En efecto, una corza había salido al claro, a ramonear los pies tiernos del pasto fresco. A Dalí se le avivaron las orejas en silencio. Un buen rato esperamos al macho, que tendría cita con otra hembra porque no apareció. Nos levantamos y lentamente nos dirigimos hacia la falda del monte por ver si dábamos con el duende en las orillas de lo espeso.

Confieso que yo estaba más pendiente del reloj que del amanecer del monte. Por eso di un respingo cuando mi acompañante me agarró del antebrazo y me susurró:

.- Ahí lo tienes, detrás de la zarza.

Ajusté los prismáticos para ver a un macho entre las ramas espinadas de una zarza. Dalí, por la altura, no podía ver nada, sin embargo, algo intuyó porque se enderezó, como buscando una alzada que le fuera suficiente. Mi cliente terció la vara y machihembró el cañón del rifle en el horcate de apoyo, pues el corzo estaba lejos y el tiro era de mérito. Viéndolo a través del visor me dijo que era bueno. Sentí que quitaba el seguro. Disparó. A través de los prismáticos vi cómo el corzo se encogía ligeramente antes de salir corriendo.

.- Ese corzo va de panza – dijo mi acompañante- vamos a dejarlo un rato que se enfríe y luego veremos si el perro da con él. Sujetándome la ceja para que no se arqueara, a la media hora fuimos monte adentro siguiendo la huída del animal. Para mi pesar y acordándome de la perdiz, di por hecho que no saldríamos del monte hasta bien entrada la noche. Sin embargo, a los pocos metros el corzo daba algo de sangre. Dalí estaba excitado, ansioso por saber si su nariz alcanzaba a ver lo que era invisible a nuestros ojos.

.- ¿Suelto al perro? – pregunté.
.-  No, ahora hay que llevarlo de la correa, que los corzos no son perdices –contestó.

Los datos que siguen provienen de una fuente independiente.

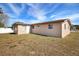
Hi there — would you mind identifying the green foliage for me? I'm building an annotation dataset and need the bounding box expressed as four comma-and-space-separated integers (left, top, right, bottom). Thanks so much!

 Le llevamos donde, por la sangre, el rastro parecía seguro. El perro tiraba hacia adelante apretando la nariz al suelo, como exigiéndole olores. Se veía que tenía oficio porque unos metros más allá un pequeño ladrido nos dijo que iba con el rastro del herido.  Siguió por el monte con su lupa de Sherlock Holmes en la nariz. Y yo,  pobre Doctor Watson, recé para que Dalí encontrara el corzo, que ya me apretaba la gana de comer, pues la resaca, es sabido, unas veces molesta al estómago y otras lo aviva con las brasas del hambre.  La frecuencia de los pequeños ladridos fue en aumento hasta que por fin, encontramos al corzo: un animal añoso y perlado que, efectivamente, iba con el tiro en el vientre. Confieso que no me pareció excesivo que mi acompañante besara al perro en los bigotes.

Tampoco me avergüenza decir que aquel sábado, ni Dalí ni yo vimos terminar Informe Semanal, pues los dos nos fuimos a la cama jurando que nunca más una juerga y un día de caza irían de la mano. El sábado siguiente, el dueño de Dalí vino a buscarlo a casa.

.- ¿Qué tal se ha portado el perro?
.- Ya te contaré, que veo que vas con prisa- contesté.